The verdict is the result of a decade-long legal battle waged by P. Ranganathan (deceased), who approached the Madras High Court in 2011 and argued in his petition that if the statue was that of Thalaivetti Muniyappan, like other Hindu Gods/Goddesses, it would have been depicted with some kind of weapon like a sword, aruval, spear, etc. He had also obtained a copy of a register of Periyeri village which revealed that the 26 cents of temple land originally belonged to a ‘Buddha trust’. He also founded a Buddha trust, which is now being managed by his son, R. Selvakumar.
In July, 2021, a joint inspection team from the Archeological Department noted that the sculpture was made of hard stone, and the figure was in a seated position known as Ardhapadmasana on a lotus pedestal and concluded that the sculpture depicts several Lakshanas [physical characteristics] of the Buddha.
“The hands are posed in Dhyana Mudra, and the figure wears a sangati. The head shows Lakshanas of the Buddha, such as curly hair, ushnisa [ovoid shape at the top of the head] and elongated ear lobes. Urna [a spiral auspicious mark in Buddhism] is not visible on the forehead. The head was severed and reattached to the torso with cement and lime mixture a few years ago. However, due to human error, the head was not positioned properly.”
According to historians, the statue of Buddha is likely to have been sculpted in the 8 th or 9 th Century CE.
“The available historical evidence says that this is a statute of the Buddha. At some point before or at the start of British rule, the Buddha statue was refurbished as Thalaivetti Muniyappan. For over three generations, it has been worshipped as Muniyappan. The statue is likely to have been sculpted in the 8 th or 9 th Century CE. The pose and style (of the sculpture) is similar to that of the Pallava-Chola transitional period,” said, J. Barnabas, general secretary, Salem Historical Society.

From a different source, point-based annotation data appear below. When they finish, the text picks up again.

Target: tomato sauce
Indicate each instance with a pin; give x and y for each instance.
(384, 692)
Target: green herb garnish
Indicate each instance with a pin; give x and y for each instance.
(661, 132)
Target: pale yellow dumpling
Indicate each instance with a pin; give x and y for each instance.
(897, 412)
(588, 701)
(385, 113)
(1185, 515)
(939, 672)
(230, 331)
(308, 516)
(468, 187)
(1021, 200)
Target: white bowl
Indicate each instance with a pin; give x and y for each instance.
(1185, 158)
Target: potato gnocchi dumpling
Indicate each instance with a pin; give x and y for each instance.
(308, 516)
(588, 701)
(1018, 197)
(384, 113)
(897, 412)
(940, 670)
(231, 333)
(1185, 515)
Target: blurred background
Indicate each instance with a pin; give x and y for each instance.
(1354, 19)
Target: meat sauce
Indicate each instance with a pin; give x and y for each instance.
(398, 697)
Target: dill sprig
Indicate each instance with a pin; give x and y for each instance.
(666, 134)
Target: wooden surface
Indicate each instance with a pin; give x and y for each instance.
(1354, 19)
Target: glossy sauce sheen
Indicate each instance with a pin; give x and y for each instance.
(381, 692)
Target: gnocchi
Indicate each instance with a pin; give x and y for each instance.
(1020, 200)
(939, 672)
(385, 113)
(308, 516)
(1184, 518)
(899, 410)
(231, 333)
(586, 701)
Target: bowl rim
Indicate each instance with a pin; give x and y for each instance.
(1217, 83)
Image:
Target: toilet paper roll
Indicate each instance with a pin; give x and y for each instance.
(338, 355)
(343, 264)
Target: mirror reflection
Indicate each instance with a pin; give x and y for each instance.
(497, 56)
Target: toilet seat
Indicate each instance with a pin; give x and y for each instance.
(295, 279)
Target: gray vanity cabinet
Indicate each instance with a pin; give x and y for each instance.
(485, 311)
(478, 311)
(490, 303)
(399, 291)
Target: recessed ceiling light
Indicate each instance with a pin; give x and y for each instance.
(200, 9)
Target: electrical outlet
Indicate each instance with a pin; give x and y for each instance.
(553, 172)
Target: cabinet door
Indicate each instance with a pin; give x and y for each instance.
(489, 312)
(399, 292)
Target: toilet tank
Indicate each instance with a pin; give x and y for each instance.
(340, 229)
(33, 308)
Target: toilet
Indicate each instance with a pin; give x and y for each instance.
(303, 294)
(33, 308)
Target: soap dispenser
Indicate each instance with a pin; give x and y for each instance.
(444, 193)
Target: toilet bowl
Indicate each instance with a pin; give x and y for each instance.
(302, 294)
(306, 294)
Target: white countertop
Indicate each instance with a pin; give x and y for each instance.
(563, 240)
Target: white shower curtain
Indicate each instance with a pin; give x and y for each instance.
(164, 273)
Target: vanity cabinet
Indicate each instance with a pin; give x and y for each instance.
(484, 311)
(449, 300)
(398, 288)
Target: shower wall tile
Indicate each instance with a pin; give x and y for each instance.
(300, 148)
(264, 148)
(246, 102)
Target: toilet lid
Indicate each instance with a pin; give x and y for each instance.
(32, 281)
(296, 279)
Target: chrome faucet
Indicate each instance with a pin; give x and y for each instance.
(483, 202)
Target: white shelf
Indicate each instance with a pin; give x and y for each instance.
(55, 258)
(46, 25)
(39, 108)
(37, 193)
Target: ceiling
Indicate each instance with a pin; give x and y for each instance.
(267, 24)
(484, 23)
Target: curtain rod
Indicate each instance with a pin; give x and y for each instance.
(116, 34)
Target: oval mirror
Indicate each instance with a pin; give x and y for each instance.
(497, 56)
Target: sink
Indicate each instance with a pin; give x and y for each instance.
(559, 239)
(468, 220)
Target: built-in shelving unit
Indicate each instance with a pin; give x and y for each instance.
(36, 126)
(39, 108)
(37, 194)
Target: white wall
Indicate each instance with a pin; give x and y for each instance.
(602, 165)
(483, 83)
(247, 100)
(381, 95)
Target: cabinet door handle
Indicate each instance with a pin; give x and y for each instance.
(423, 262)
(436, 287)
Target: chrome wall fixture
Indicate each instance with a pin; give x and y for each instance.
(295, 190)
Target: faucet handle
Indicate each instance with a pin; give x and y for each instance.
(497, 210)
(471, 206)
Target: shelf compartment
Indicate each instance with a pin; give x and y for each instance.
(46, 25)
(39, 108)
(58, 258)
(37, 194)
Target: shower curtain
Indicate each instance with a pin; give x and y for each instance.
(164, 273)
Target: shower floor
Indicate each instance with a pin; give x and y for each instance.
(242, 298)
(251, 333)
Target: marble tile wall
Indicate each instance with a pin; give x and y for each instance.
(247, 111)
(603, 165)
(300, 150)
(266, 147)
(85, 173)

Writer and historian Stalin Rajangam, who has written about the Thalaivetti Muniyappan temple in 2015, said, “Several important historians in India, including Romila Thapar, have proposed the theory that Buddhism had been appropriated and destroyed by Hinduism. However, this historical topic does not hold any value in everyday politics. The verdict (that the Hindu temple is, in fact, a Buddhist temple) by a court of law, which is an institution of the modern government institution, has historical significance and opens up several possibilities for Buddhists in modern India, who, so far, have only understood Buddhism as a political tool but not as a religion or coming together as a religious community.”
Though the Court accepted the historical evidence that Thalaivetti Muniyappan is Lord Buddha, the locals who visit the temple and the priest, who belongs to a dominant Hindu community, appear to believe that the statue and the temple have been around for the last 2,000 years. The story is that the Sultan severed the head of ‘Muni ayya’ and threw it into the well. More than a hundred years ago, one of the believers then found the head and attached it to the body of the statue.
The believers believe that their loved ones who are close to death recover if they come and worship him. ‘Muni ayya’ enters the body of his believers directly and tells them what to do,” said Munusamy, the temple’s third generation priest, and added that the Thirumalai Amman deity in the temple was believed be around 300 years old. He said believers donate chicken and goats to the deity.
Asked if the temple devotees are anxious about the recent court verdict, he said, “Many of them ask me about the court verdict. They ask how it is suddenly being called a Buddhist temple while they have been worshipping here for so many years. The HR&CE officials have told me that they will appeal against the verdict.”